IL MANCATO APPRODO ALLA JUVENTUS «Dico una cosa che sanno in pochi: prima di giocare per Inter e Milan, sono stato vicino alla Juventus. Nel 1996 sono stato in ufficio con la Triade. Io, Moggi, Giraudo e Bettega. Stavo per firmare. E poi la mia famiglia ha deciso che era meglio non andare: avevo vent’anni, era ancora tempo della guerra. Sono venuto in Italia dopo il Mondiale ‘98. La Croazia prima di quel Mondiale era conosciuta solo dal 3% della popolazione mondiale. Un mese dopo, la percentuale era salita al 30%. Il quarto di finale contro la Germania resta indimenticabile. Alla fine, piangevamo tutti».
L’ARRIVO ALL’INTER «Sì, nel gennaio 1999. Per me era un sogno, mi sedevo vicino a Ronaldo, Seedorf, Zanetti. Non ero mai stato a San Siro e la prima volta, contro il Venezia, mi sono detto “dai, vado a scaldarmi in campo così mi abituo”. Macché, ci si scaldava al coperto, così sono uscito un minuto prima dell’inizio e lo stadio era incredibile. La prima volta che vedevo San Siro era per giocarci dentro: una follia. Maniero ha attaccato una palla in profondità dopo 20 minuti e io ero in ritardo. Ha calciato al volo, gol. Mi sono detto “se funziona così, che appena dai un centimetro all’attaccante, quello segna, posso andare a casa”».
IL MILAN «Ero molto amico di Pippo Inzaghi. Quando si usciva con lui, ogni dieci minuti c’era una ragazza che lo avvicinava: Pippo per le ragazze era il numero uno. Il gruppo era ottimo. A me dicevano che dormivo sempre perché ero un po’ tra le nuvole, nel mio mondo. Se qualcuno veniva con i jeans fuori moda, li vedeva sparire. Ricordo anche alcune mutande giudicate non all’altezza e appese in spogliatoio».
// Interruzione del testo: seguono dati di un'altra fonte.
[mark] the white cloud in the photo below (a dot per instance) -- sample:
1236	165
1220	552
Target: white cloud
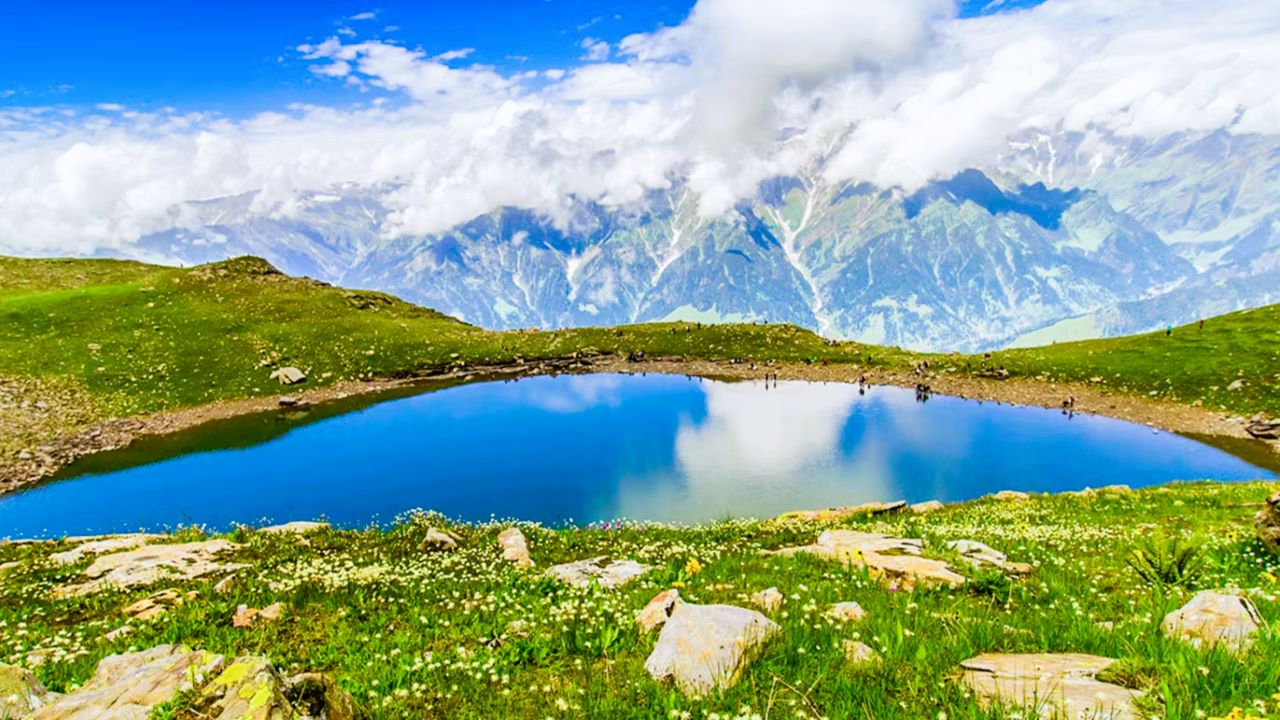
888	91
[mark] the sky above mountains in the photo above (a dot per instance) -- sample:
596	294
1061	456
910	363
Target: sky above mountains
113	117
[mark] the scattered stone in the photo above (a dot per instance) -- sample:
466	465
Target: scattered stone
982	555
705	647
149	564
859	654
1214	618
439	540
515	548
1054	686
768	600
1264	429
21	693
248	616
926	507
296	528
895	560
100	547
1267	522
658	610
832	514
288	376
846	613
1010	495
154	606
609	575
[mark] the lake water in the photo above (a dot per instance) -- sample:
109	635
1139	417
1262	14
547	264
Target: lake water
579	449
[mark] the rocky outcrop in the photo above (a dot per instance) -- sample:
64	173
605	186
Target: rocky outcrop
515	547
897	561
150	564
128	687
1267	522
598	572
1214	618
705	647
1054	686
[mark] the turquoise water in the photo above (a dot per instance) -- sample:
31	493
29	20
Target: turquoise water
579	449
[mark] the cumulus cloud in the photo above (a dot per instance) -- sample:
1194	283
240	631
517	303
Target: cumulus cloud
894	92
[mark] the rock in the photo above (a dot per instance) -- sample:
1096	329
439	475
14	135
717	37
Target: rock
1267	523
248	616
895	560
859	654
288	376
658	610
982	555
705	647
515	548
100	547
319	697
1010	495
21	693
846	613
149	564
1055	686
768	600
831	514
439	540
611	575
154	606
1214	618
1264	431
126	687
296	528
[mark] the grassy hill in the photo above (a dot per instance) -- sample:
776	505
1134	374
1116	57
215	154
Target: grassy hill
117	338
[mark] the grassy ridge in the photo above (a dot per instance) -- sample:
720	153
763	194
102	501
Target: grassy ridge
466	636
117	338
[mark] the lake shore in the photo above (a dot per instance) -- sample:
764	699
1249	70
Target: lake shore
1169	417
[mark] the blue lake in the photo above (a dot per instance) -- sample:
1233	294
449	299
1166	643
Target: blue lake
579	449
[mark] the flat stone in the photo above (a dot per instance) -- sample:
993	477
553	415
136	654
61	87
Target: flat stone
608	575
705	647
149	564
515	547
846	613
296	528
896	560
1214	618
1054	686
658	610
21	693
768	600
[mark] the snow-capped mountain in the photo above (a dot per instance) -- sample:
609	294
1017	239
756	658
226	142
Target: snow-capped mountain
1064	233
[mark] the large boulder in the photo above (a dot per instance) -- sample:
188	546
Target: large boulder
705	647
1267	522
149	564
21	693
1214	618
895	560
1054	686
598	570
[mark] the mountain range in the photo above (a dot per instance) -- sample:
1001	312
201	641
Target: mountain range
1064	235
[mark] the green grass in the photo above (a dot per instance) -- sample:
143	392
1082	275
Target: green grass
417	634
109	338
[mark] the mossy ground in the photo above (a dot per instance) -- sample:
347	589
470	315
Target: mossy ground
105	338
464	634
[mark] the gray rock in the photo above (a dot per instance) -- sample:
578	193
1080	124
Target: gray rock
1214	618
705	647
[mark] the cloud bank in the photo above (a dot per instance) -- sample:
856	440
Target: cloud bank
895	92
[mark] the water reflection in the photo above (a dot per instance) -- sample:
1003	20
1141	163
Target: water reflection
593	447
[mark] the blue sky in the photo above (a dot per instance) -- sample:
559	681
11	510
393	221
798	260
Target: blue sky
237	57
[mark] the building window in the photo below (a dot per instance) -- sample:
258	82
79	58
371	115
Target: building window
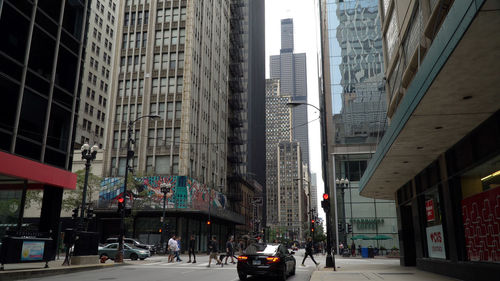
159	16
163	86
126	19
180	82
170	110
144	39
166	37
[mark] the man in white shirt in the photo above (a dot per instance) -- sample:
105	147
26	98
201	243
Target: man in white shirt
172	246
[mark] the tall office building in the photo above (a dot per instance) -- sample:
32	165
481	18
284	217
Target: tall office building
286	172
97	73
246	111
314	194
290	69
40	62
355	81
278	125
440	157
173	63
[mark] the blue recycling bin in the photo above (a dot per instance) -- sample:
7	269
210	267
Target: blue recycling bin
364	252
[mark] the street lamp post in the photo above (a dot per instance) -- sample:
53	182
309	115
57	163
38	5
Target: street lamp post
343	184
330	259
165	188
89	155
130	154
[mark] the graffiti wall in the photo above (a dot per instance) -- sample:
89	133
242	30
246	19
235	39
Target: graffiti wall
145	193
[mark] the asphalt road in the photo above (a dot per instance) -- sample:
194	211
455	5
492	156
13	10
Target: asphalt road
156	268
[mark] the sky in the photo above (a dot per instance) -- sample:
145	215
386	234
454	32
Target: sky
305	14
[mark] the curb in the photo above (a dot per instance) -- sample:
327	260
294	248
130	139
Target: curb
43	272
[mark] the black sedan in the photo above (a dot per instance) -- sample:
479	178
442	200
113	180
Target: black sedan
266	259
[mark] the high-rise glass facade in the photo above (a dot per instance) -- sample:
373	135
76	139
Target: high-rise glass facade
359	119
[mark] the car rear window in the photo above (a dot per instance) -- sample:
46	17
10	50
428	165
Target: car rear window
260	248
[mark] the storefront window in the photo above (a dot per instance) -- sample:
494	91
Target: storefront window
434	225
480	205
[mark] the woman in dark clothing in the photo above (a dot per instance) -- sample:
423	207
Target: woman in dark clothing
191	245
309	251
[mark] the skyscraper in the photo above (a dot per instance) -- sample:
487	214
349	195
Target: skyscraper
246	111
440	157
174	63
354	61
290	69
40	62
97	73
286	172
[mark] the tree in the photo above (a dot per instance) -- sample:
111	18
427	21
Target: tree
73	198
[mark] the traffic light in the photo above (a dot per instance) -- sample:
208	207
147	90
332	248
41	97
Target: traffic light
325	204
90	213
75	213
121	204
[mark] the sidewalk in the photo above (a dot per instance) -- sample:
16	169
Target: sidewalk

I MIGLIORI E I PEGGIORI PER ELEGANZA «Kaladze, Borriello, Pirlo. I peggiori i brasiliani… ma non facciamo nomi».
COME NACQUE LA CHAMPIONS 2003 «Con il genio di Ancelotti, che spostò Pirlo davanti alla difesa. Era un visionario, un padre, una persona squisita».
VIA NEL 2007 «Semplicemente giocavo poco. Io nascevo difensore a tre o centrale, da terzino non potevo esprimere le mie qualità. Il 4-3-2-1 per i terzini è difficilissimo, non hanno nessuno davanti».
IL POST CALCIO «Sì, sono stato tante cose in questi 16 anni. Nel 2016-17, consulente del Palermo, in pratica direttore sportivo ma con Zamparini era dura. Mi diceva “vai dall’allenatore e digli di cambiare quel giocatore” ma io non ero d’accordo, non si fa così. E poi non si può cambiare allenatore ogni tre partite… Non lavoro più come osservatore del Milan e nemmeno per la Dinamo Zagabria. La mia famiglia ha il 70% dei boccioni d’acqua della Croazia, si usano per gli uffici e nelle case. Io e mio fratello poi abbiamo 22 bar».